Part 2: The Anticapitalist Commons:
“There is another concept of the commons that is in opposition to capitalist accumulation. In fact, these anti-capitalist commons must be enclosed in order to separate the producers from the means of production and subsistence to sustain the accumulation process. These anti-capitalist areas have their basis in both pre-capitalist and post-capitalist time and their action congeals a process of dis-accumulation.

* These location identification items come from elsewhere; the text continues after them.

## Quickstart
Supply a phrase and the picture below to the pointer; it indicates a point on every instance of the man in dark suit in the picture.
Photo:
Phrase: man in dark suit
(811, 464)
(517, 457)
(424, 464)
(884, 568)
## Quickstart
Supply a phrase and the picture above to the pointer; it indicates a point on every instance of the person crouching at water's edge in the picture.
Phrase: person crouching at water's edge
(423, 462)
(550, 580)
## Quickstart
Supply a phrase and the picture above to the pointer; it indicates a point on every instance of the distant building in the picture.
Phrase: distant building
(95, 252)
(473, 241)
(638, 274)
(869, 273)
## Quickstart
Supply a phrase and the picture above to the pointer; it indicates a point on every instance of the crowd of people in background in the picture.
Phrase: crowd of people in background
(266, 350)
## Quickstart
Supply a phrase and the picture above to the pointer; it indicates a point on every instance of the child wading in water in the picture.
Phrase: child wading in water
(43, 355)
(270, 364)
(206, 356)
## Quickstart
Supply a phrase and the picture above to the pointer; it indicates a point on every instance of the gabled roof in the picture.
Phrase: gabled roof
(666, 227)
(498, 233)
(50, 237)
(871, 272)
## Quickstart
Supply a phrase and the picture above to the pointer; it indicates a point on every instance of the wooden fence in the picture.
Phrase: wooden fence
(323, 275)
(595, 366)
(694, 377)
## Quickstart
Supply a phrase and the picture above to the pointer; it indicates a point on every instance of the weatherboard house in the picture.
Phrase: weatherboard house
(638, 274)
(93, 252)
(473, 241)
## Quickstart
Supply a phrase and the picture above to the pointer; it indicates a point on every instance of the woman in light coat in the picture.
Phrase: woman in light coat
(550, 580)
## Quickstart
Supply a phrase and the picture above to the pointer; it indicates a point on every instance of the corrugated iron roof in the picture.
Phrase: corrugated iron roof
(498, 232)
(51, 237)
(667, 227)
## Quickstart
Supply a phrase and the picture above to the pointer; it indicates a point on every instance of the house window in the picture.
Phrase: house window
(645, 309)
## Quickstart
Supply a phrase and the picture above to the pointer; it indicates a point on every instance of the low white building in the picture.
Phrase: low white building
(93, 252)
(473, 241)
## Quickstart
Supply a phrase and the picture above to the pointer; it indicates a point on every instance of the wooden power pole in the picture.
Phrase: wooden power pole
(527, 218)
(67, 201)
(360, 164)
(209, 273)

In fact, at every point in the history of capitalism new commons are formed (and are almost invariably criminalized in due course). Many of these commons arise from the appropriation of new technologies by workers and refer to a future form of production and reproduction. Three examples of such ‘post-capitalist’ commons are those created by the eighteenth-century Atlantic pirates, the late nineteenth- and early twentieth-century hobos of US Hobohemia, and the late twentieth- and early twenty-first century programmers and hackers of the free software movement throughout the planet.34 After all, the pirates expropriated the most advanced machine of their period, the ocean-going ship, ran it on new communalist rules and used it to plunder the plunders of American wealth. The hoboes similarly expropriated the railroads and railroad land for their own purposes, and developed new codes for appropriating these machines and land. Finally, the programmers and hackers of the free software movement are expropriating the most sophisticated technology of the age, creating new rules for sharing it (such as the ‘creative commons license’), and using it to undermine the power of the large software monopolists like Microsoft, Inc. They all have a rather limited class composition, it is true; its activists being mostly male and white. But these are far from the only examples of the creation of new commons in the heart of capitalism and we have many examples of Africans, indigenous Americans and women establishing commons that presupposed the existence of capitalism.
There are a large number of examples of the creation of a commons out of capitalist terrain where time future becomes time present.”